All of this can serve as lessons for us in how effective teams operate and what true customer service might look like. Even in situations that aren’t life or death, there is no reason for us to operate any differently. Here are a few takeaways I will leave you with from this experience:
- Respect – The most important member of a team is the team itself. Whether you are the doctor or the nurse, or whether you are a VP or a member of a staff – it doesn’t matter. Every member of the team is important, and every member’s perspective must be respected. For example, how can a doctor possibly know how the patient is responding to treatment without consulting with the very people who spend the day with them? So why do we operate so differently in business? Why do we think somehow leadership is any more informed than the members of the team?
- Collaboration – Teams that collaborate effectively are far more effective than those who don’t. And by collaboration I don’t mean full agreement (or disagreement for that matter). Teams must function with open, honest dialogue if they are to serve their purpose. The “morning huddles” I witnessed at SAMMC are a great example of how members with different roles and expertise collaborated in an effective manner.

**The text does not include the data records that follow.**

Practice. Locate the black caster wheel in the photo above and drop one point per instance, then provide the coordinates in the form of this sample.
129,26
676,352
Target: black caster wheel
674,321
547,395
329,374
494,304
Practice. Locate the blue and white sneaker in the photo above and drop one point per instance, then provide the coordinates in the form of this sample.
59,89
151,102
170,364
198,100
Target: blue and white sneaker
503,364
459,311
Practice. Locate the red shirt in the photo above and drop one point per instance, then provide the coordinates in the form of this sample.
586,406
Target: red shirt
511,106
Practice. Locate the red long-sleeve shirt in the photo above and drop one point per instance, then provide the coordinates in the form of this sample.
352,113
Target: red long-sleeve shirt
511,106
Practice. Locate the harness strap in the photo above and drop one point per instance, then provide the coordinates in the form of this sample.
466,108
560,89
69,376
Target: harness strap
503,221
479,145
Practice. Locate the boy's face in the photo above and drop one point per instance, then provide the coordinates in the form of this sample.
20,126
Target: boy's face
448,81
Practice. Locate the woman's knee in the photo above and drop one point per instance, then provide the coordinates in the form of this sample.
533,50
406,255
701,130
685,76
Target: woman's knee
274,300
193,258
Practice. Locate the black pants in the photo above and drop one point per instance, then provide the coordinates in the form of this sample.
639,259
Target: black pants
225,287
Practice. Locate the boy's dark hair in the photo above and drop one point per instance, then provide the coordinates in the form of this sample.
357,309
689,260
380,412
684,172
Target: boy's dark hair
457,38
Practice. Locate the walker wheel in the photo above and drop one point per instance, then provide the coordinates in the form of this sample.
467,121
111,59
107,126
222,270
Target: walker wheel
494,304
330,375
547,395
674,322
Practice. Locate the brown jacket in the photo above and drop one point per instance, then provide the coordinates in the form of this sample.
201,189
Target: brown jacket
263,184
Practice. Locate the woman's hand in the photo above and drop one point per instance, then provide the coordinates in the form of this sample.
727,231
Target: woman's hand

- Perspective & Patience – Teams are more successful when they have both the proper perspective of those they serve and the patience with which to service. Can you imagine being a nurse? Patients with constant needs. Family members with dozens of questions. Visitors who think they know a better way to treat the patient. Not so different than what we see in business? Sponsors with constant requests. Consumers with differing needs. Confusion over what we do? And plenty of opinions from others on how we should do it. The recipe for overcoming this is simple – a measure of perspective and a pinch of patience.
- Transparency – And finally, there is no substitute for transparency. It’s really quite simple – communicate clearly and consistently. Those SAMMC nurses had far more to do than to explain for the fifth time that day how my father was progressing. But they did. Why? Because they knew it was important. Even if it was to repeat the same message over and over. And so why are we so lax in doing the same when our customers ask for information? Let’s face it, we aren’t the NSA, and there really aren’t any secrets we are trying to keep from them. So let’s be a little more transparent in why and what we do.
I challenge you to do the same in your job and with your teams. It just might be what the doctor ordered!
NOTE: On a personal note, I was heartened by the number of you who have responded with well wishes, thoughts, and prayers. Since the accident just over two weeks ago, he has made remarkable progress. They have since transferred him to an acute rehab center in Houston where he is progressing well. He is eating well, talking (when he wants to), and has gained some movement with his left arm and leg. This is now a journey, but the future is promising. Thank you so much for all of your thoughts and prayers. They have been amazing!